Avro Energy ceased trading still owing £90m to customers, according to its administrators.
Alvarez and Marsal said the challenger firm had failed to supply customers who had paid for gas and electricity in advance.
Avro was tussling with industry-wide challenges such as soaring wholesale prices which had increased energy costs for suppliers six-fold since the start of the year.
It was also struggling to provide industry payments of £56m to support renewable schemes.
Overall, the Leicestershire-based company was predicting funding needs of £258m by March 2022.
Avro failed to raise investment despite contacting 132 parties and notified Ofgem on September 17 that it was set to go bust.
Ofgem wades in as firms struggle with soaring wholesale costs
Prior to its collapse, Avro Energy was responsible for 580,000 customers and received no external funding, relying instead on capital from trading.
Founded in 2015, it is the largest of the 21 energy supplies to have left the market since the start of September.
Stranded customers at failed suppliers are passed onto a new company that is obliged to honour domestic credit balances.
However, firms can recoup the costs from the rest of the industry, which typically leads to them being passed onto consumer bills.

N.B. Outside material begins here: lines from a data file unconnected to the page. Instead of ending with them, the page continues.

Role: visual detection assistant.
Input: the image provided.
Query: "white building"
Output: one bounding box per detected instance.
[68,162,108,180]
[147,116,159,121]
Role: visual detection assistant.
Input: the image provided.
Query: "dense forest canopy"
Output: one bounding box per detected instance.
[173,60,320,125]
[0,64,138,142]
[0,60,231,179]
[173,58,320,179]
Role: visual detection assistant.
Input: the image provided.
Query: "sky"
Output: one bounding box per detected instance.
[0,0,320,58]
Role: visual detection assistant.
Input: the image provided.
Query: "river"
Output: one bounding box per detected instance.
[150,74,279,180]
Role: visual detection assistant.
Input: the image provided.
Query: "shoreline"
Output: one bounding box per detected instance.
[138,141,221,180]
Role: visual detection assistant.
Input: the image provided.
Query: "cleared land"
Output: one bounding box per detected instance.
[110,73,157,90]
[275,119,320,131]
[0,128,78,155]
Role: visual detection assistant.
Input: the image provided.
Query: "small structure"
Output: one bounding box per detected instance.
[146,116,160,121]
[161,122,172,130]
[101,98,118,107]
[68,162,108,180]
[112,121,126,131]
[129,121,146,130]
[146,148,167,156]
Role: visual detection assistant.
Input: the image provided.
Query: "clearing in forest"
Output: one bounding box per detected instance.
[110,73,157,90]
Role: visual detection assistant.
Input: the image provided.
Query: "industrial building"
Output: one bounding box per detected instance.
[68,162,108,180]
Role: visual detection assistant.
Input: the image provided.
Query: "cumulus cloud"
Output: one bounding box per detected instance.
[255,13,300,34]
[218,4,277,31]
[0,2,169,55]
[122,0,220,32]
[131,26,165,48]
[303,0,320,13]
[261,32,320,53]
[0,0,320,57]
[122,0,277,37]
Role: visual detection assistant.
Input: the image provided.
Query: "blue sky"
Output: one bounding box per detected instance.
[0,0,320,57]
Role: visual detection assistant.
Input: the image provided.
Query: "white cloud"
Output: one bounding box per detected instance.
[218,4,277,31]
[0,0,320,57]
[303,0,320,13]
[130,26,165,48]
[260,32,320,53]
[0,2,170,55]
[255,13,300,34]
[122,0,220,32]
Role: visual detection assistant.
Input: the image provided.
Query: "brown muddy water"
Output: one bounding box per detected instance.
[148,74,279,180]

Ofgem is carrying out consistent financial checks on suppliers amid fears more could go bust this winter due to the global gas supply crunch.
So far, half the dual-suppliers of gas and electricity have left the UK energy market this year.
The regulator recently threatened to strip five suppliers, including the now defunct Social Energy Supply, of their licenses.
The companies each failed to hand over £500,000 from customers to support a renewable scheme.
Ofgem has also announced it is launching a consultation into the consumer price cap, with expectations it will rise by as much as 20 per cent next spring.
It wants to ensure it “reflects the costs, risks and uncertainties facing energy suppliers”.
The findings will be published by February 2022.